Kulaklarımı tıkadım size, izin verin gideyim ellerim çok üşümüş…

 BİLMECE / OLGUNLUK
Ayırdığında sapla samanı,
Gelir büyümenin zamanı,
Yar yar derler ama yoktur imanı,
Sandıklarda sarartır, artık hepsi birer anı,
Zaman çabuk geçer, yoktur amanı,
Yaşını gösterir aklar, yoktur yalanı,
Vefalıdır artık, düşünür geride kalanı,
Her yer insan iken, kıymetlidir hatır soranı,
Gönlünü veren çok, taşıması güçtür; ister artık alanı,
Kalbi çarpar ama artık deli akmaz kanı.

BİLMECE /YALNIZLIK
Kimse yoksa eşlik eder; kendini unutturur,
Kimi kendi rızası, kimi terk edilmiş; kendini kapısında bulur,
Huzur vermez neden geldiğini sorar durur,
Onunla içilen badeler mideye oturur,
Vefalı sevgilidir ama ısıtacağına soğutur,
Yanımızda birini hissetse uzaklaşır,
Davetsiz gelenlere sarılan konuksever ani uzaklaşacak kadar onurludur,
Yine çağırsak yine gelir, onur bu mudur?

BİLMECE / ÖLÜM
"Amma uyumuşum!" diyerek uyanıp ait olduğumuz yeri yadırgarız,
Şurubunun sarhoşluğuyla sızarız,
Yazılı, yol belli idi, kızarız?
Pohpohlamayla şımarır, parayla azarız,
Şimdi geri dönebilmek için tünel kazarız,
Oysa şurup ıslatmıştır dudakları, ölümsüzlüğü tadarız,
Büyüğüz sandık, en büyüğümüz iki metre kadarız,
Aklımızı isteseler en pahalıya satardık,
Dönüş imkansızsa duamıza dua katardık,
Ayrı görünür, hepimiz aynı damarda akardık,
Para mı? Ne parası? cebi olsa "keşke"leri koyardık...

TARÇINLI AKİDE ŞEKERİ

tarçınlı akide şekeri; hop hooop! öyle sıradan bir şeker gibi atmayın hemen ağzınıza; aşk'a ayıp olur!
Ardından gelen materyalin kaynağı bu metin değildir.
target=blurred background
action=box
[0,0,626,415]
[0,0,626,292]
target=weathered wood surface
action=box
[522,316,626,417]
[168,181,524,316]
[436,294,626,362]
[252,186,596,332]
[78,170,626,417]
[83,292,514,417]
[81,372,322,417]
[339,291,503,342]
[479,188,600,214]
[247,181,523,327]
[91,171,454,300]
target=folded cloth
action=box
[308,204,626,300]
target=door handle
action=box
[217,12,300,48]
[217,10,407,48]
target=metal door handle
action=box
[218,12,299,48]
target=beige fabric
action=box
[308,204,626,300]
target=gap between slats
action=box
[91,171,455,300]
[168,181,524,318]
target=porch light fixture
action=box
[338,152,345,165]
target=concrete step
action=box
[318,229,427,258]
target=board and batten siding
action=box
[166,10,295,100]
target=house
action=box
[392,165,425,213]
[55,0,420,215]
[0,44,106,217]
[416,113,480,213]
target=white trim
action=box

Ne ilgisi var, gelin anlatayım;  şekerimiz aşkı anlatır, şöyle ki;



çok tatlı ama çok acı, herkes bilir, duyar ama tatmayan da çoktur.. 
Önce bir tatlılık ki; akıllara zarar.. ama kimi zaman tarçın öyle bir hücuma geçer ki;  acısına dayanamayan sabırsızlar tükürüverir hemen, sanırlar ki hep öyle devam edecek.. lakin  peşisıra şekeri karşılar sizi, tatlandırır, ısıtır.. sanki o az önceki yangın ondan gelmemiş gibi bal küpüne düşürür! Acı tadı unutur, unutturur..
Diliniz uyuştuysa acısına da alıştırır; tatlısına da..

 Tarçını  acıdan sanmayınız, o tatlıların baharatıdır, acıyla ne işi olur!